Ads for Cholera Remedies, 1849
Far more prevalent was the medical use of opiates and other drugs in late-nineteenth-century Chicago. Doctors, having limited therapeutic alternatives, eagerly prescribed laudanum and other opiated medications, producing a high rate of addiction among their middle-class patients. Proprietary or patent medicines, which could be obtained without prescription, often contained alcohol, opiates, and cocaine. Few laws limited access to these drugs, which could be obtained for medical or recreational purposes alike until Progressive-era laws regulated their sale.

Portion of the South Side Levee, 1910
By the turn of the twentieth century, doctors were prescribing far fewer addicting drugs, while labeling laws made it possible to avoid proprietary medicines containing such substances. As the incidence of middle-class use declined, reformers in cities across America turned their attention to the legal but nonmedical use of drugs by the immigrant poor. In 1904, Hull House settlement workers, alerted to the use of cocaine by adolescent boys living in the surrounding Near West Side, organized to pass and enforce laws controlling druggists' dispensing of narcotics and cocaine. Their success in shutting off this quasi-legal supply of drugs drove recreational drug users to the vice districts—the Levee, along North Clark Street, and west of Hull House—where an underground trade developed to serve them. After public outrage caused the Levee to be shut down in 1912, the illicit drug trade migrated to the Black Belt, which by the 1920s hosted a booming commercial leisure district centered in the vicinity of 35th and State Streets.

Increasingly aggressive regulation of narcotics and cocaine in the 1910s and 1920s caused habitual users to turn to more potent and efficient forms of their preferred drugs. Opium smokers switched to oral and then injectable opiates, usually morphine, while cocaine users moved from sniffing to injecting the drug, often in combination with morphine. Prohibition also accelerated changes in patterns of euphoric-substance use. Enforcement of the Volstead Act diminished the prominence of all-male saloons and unintentionally encouraged the development of more expensive speakeasies patronized by men and women. After repeal, heterosocial drinking patterns persisted. Marijuana smoking, introduced into the city in the 1920s by Mexican immigrants seeking work in the steel mills, became popular among youths seeking a cheap alternative to alcohol during Prohibition. White visitors “slumming” in the Black Belt entertainment district could also visit “teapads” or “reefer dens.”

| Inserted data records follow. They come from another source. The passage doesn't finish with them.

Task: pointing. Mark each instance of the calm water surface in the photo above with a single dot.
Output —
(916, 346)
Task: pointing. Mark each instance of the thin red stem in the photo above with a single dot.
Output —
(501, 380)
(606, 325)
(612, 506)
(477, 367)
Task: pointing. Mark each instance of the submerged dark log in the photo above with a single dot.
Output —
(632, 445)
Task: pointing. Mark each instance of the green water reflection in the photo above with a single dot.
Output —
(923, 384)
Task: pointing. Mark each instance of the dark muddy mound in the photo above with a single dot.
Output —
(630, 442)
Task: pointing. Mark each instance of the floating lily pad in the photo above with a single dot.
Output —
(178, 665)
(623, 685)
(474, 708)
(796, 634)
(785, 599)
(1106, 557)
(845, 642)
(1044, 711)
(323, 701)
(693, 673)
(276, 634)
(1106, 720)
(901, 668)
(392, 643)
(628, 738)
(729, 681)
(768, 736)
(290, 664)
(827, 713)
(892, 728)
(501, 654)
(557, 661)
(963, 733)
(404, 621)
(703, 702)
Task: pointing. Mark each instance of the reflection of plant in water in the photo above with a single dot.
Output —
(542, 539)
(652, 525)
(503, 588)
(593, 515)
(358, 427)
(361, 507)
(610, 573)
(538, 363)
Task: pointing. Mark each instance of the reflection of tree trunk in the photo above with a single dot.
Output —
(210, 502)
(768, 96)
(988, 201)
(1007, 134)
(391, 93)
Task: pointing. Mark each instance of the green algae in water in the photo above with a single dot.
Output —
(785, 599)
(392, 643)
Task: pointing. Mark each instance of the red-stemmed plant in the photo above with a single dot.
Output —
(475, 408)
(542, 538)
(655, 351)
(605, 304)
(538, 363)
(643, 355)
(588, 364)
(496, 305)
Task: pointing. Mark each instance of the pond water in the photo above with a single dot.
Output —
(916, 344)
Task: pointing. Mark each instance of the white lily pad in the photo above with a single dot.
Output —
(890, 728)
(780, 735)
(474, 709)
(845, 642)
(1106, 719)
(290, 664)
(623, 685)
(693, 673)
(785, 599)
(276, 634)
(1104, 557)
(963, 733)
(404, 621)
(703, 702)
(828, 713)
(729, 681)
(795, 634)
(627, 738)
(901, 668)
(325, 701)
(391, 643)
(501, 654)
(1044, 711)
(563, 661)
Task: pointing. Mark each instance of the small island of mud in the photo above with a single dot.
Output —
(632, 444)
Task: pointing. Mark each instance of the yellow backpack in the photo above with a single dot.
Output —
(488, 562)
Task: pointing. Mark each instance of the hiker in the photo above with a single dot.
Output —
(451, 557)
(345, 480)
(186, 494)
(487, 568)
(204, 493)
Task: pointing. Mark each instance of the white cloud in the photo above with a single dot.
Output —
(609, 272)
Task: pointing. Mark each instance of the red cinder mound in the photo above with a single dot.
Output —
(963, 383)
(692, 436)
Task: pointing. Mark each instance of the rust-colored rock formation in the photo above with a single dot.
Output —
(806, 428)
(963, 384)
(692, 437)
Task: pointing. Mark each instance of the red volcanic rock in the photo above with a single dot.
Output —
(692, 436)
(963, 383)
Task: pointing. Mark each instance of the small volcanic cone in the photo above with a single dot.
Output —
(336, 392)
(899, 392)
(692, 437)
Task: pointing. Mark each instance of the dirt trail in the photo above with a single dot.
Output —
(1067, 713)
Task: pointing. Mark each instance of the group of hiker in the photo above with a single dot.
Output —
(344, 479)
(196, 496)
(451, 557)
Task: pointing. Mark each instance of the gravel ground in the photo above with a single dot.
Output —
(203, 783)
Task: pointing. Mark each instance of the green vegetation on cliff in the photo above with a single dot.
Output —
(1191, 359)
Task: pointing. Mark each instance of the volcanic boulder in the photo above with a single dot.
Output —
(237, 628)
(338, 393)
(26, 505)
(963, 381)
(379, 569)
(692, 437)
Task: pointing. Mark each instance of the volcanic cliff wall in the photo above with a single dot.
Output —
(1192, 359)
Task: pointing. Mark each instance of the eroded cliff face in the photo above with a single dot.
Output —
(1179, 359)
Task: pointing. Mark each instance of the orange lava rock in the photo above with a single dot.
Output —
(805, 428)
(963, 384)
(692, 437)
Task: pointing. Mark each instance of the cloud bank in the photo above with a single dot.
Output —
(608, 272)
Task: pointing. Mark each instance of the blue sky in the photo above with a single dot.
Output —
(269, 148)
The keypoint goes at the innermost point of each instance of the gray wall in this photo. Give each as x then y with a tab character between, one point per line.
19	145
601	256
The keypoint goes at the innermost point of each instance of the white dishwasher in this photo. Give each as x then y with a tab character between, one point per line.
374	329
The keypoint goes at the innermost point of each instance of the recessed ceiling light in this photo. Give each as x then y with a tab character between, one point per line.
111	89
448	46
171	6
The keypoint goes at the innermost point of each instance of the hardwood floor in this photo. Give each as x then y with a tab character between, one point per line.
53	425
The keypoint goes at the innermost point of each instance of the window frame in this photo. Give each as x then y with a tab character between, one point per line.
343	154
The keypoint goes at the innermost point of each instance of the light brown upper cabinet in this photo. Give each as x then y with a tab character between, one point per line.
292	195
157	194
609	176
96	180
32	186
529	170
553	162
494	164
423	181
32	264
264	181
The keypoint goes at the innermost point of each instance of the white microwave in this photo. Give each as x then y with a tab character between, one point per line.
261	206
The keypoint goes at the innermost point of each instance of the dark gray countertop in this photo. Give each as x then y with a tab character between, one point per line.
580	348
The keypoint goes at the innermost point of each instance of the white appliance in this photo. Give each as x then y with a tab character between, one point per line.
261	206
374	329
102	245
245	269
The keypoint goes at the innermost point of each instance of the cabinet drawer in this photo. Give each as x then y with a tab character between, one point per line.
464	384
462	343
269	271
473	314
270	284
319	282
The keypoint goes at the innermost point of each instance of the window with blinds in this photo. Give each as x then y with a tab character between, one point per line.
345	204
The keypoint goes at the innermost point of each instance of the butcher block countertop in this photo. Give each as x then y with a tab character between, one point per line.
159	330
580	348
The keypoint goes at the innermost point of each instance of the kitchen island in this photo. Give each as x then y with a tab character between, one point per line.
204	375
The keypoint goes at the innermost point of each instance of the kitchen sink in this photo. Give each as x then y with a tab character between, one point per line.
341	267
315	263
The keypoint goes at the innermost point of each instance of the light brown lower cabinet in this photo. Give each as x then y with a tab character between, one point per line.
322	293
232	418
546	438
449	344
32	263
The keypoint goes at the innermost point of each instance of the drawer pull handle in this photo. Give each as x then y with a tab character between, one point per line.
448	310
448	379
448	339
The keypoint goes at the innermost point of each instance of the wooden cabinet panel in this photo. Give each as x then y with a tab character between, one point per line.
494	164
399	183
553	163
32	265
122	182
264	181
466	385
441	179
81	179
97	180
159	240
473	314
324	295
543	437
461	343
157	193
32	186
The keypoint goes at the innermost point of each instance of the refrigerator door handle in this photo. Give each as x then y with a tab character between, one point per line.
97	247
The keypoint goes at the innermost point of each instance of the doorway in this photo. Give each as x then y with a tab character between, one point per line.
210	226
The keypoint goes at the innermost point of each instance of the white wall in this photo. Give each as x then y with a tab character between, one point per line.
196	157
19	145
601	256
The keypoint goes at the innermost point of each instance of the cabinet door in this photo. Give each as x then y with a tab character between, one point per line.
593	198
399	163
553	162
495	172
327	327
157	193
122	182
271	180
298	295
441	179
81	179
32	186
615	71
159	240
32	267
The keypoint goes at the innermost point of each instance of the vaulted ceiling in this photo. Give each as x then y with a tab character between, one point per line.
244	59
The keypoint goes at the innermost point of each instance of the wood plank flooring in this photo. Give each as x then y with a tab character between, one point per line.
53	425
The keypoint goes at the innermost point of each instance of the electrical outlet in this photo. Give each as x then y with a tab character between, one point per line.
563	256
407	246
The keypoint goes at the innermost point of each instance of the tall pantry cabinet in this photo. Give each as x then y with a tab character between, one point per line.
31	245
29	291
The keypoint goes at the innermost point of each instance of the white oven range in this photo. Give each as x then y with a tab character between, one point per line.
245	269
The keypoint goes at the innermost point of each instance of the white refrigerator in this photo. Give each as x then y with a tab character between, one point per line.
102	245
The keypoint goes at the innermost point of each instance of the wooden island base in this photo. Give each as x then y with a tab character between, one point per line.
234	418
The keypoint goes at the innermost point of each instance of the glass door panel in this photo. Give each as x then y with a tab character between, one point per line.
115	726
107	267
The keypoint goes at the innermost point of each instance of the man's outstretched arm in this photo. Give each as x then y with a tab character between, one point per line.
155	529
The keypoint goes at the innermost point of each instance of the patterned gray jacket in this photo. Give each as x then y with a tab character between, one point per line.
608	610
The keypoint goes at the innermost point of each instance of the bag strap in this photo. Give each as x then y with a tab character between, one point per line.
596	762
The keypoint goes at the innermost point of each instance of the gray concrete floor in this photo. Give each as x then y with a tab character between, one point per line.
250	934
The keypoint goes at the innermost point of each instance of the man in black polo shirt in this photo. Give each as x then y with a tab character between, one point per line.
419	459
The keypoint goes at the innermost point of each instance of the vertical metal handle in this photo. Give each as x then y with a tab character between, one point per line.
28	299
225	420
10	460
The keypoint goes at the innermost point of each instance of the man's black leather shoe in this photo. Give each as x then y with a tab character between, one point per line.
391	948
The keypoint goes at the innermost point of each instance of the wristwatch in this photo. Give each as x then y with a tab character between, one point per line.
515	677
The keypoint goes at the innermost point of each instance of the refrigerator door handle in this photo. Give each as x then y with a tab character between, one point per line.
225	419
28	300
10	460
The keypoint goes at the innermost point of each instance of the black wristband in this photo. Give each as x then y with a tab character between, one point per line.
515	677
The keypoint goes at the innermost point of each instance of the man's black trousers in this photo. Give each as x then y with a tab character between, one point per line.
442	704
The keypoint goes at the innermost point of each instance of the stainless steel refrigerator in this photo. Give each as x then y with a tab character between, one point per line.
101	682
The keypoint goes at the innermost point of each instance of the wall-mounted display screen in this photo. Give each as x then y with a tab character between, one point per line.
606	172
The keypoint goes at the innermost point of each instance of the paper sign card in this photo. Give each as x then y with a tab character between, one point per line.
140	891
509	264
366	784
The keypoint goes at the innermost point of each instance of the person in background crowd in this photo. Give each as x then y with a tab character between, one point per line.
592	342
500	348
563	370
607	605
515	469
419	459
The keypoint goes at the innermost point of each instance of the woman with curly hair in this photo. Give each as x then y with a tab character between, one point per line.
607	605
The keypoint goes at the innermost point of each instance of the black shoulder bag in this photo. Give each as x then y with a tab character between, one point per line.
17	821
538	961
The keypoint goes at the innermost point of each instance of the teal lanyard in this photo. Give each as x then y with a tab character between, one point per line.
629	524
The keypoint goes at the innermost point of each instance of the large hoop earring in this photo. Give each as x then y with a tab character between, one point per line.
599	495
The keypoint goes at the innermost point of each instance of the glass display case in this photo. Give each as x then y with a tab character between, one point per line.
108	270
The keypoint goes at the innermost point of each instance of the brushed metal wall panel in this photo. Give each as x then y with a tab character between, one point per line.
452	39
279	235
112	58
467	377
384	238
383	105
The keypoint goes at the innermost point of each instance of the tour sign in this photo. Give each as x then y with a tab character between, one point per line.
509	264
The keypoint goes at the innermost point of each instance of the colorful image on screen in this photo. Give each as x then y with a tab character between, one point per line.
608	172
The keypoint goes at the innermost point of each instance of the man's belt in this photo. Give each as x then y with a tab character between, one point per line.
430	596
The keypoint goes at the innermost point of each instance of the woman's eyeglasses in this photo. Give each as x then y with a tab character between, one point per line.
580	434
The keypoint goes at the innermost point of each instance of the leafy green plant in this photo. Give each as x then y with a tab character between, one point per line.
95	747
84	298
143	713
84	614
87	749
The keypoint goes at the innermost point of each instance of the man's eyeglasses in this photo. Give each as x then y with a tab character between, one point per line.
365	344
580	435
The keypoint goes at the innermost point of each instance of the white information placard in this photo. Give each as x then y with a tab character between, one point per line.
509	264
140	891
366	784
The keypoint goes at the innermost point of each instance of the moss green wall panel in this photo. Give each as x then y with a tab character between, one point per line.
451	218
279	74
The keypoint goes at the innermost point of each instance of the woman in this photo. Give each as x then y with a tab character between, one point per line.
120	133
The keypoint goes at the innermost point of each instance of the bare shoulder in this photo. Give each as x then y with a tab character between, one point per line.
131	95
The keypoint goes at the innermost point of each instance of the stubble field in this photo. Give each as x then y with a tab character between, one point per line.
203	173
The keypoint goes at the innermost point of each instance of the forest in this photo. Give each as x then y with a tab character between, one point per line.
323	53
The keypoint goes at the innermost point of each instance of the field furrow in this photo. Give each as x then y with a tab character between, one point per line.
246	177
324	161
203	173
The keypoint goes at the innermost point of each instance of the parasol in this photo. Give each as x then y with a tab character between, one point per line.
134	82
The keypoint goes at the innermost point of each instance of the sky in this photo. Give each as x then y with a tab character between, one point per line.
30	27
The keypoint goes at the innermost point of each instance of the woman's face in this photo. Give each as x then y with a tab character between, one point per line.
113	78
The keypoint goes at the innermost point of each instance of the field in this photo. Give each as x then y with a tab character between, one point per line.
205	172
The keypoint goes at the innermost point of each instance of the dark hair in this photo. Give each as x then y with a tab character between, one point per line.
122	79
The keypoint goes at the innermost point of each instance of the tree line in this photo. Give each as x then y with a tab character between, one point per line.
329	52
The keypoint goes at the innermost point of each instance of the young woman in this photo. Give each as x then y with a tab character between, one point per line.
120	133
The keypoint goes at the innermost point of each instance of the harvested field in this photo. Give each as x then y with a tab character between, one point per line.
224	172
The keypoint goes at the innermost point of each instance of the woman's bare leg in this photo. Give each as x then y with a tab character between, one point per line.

Given the concentration of the illicit drug trade in the Black Belt, African Americans appeared relatively infrequently in narcotics arrest statistics. By the early 1930s, the average Chicago narcotics addict was a poor, native-born, white adult male over the age of 30 who injected morphine under the skin. Only a few used heroin or cocaine. By 1952, however, most addicts in Chicago injected heroin rather than morphine, and one-third were under the age of 21. A large proportion were the sons of recent migrants to the city and lived in the poorest neighborhoods in the city. Narcotics use among black Chicagoans did not become a public concern until the late 1960s.

Dai, Bingham. Opium Addiction in Chicago. 1937; 1970.
Duis, Perry. The Saloon: Public Drinking in Chicago and Boston, 1880–1920. 1983.
Spillane, Joseph. “The Making of an Underground Market: Drug Selling in Chicago, 1900–1940.” Journal of Social History 32.1 (1998): 27–39.